And that, if you please, is one of the jolliest lyrics of the last
decade! That was a song which made us all smile and set all our feet
dancing!
Even when their tale was woven out of the stuff of tragedy, the old
ballads were not tarnished with such morbid speculations. Read the tale
of the beggar's daughter of Bethnal Green. One shudders to think what a
modern lyric-writer would make of it. We should all be in tears before
the end of the first chorus.
But here, a lovely girl leaves her blind father to search for fortune.
She has many adventures, and in the end, she marries a knight. The
ballad ends with words of almost childish simplicity, but they are words
which ring with the true tone of happiness:--
Thus was the feast ended with joye and delighte
A bridegroome most happy then was the young knighte
In joy and felicitie long lived hee
All with his faire ladye, the pretty Bessee.

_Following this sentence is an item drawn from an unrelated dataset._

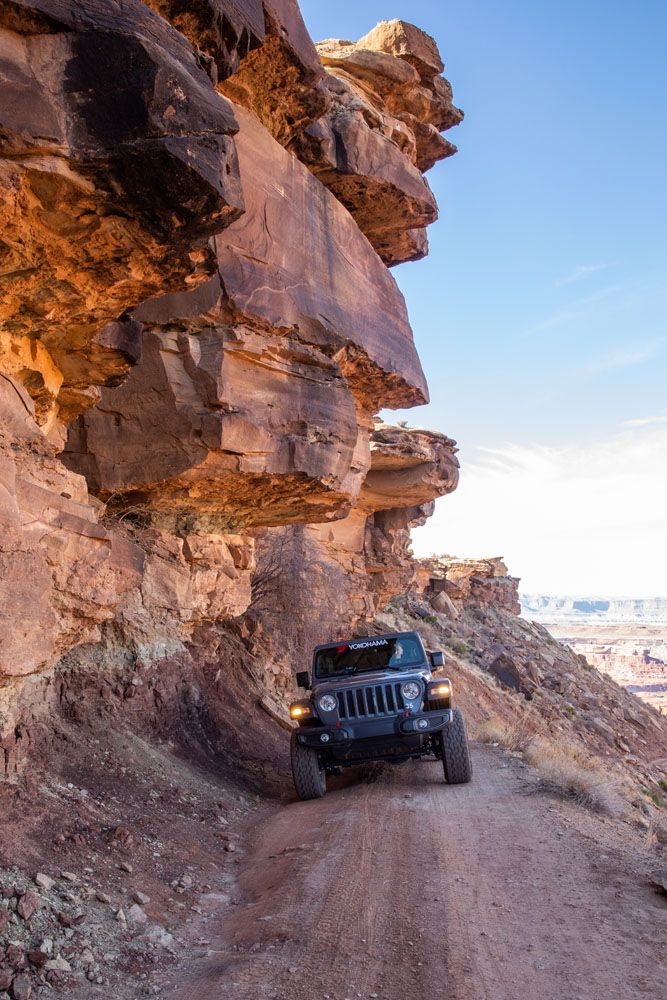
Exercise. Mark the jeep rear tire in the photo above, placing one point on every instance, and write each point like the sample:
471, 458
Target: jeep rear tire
456, 761
309, 778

I said that the words were of almost childish simplicity. But the
student of language, and the would-be writer, might do worse than study
those words, if only to see how the cumulative effect of brightness and
radiance is gained. You may think the words are artless, but just
ponder, for a moment, the number of brilliant verbal symbols which are
collected into that tiny verse. There are only four lines. But those
lines contain these words ...
Feast, joy, delight, bridegroom, happy, joy, young, felicity, fair,
pretty.
Is that quite so artless, after all? Is it not rather like an old and
primitive plaque, where colour is piled on colour till you would say
the very wood will burst into flame ... and yet, the total effect is one
of happy simplicity?
V
How were the early ballads born? Who made them? One man or many? Were
they written down, when they were still young, or was it only after the
lapse of many generations, when their rhymes had been sharpened and
their metres polished by constant repetition, that they were finally
copied out?
To answer these questions would be one of the most fascinating tasks
which the detective in letters could set himself. Grimm, listening
in his fairyland, heard some of the earliest ballads, loved them,
pondered on them, and suddenly startled the world by announcing that
most ballads were not the work of a single author, but of the people at
large. Das Volk dichtet, he said. And that phrase got him into a
lot of trouble. People told him to get back to his fairyland and not
make such ridiculous suggestions. For how, they asked, could a whole
people make a poem? You might as well tell a thousand men to make a
tune, limiting each of them to one note!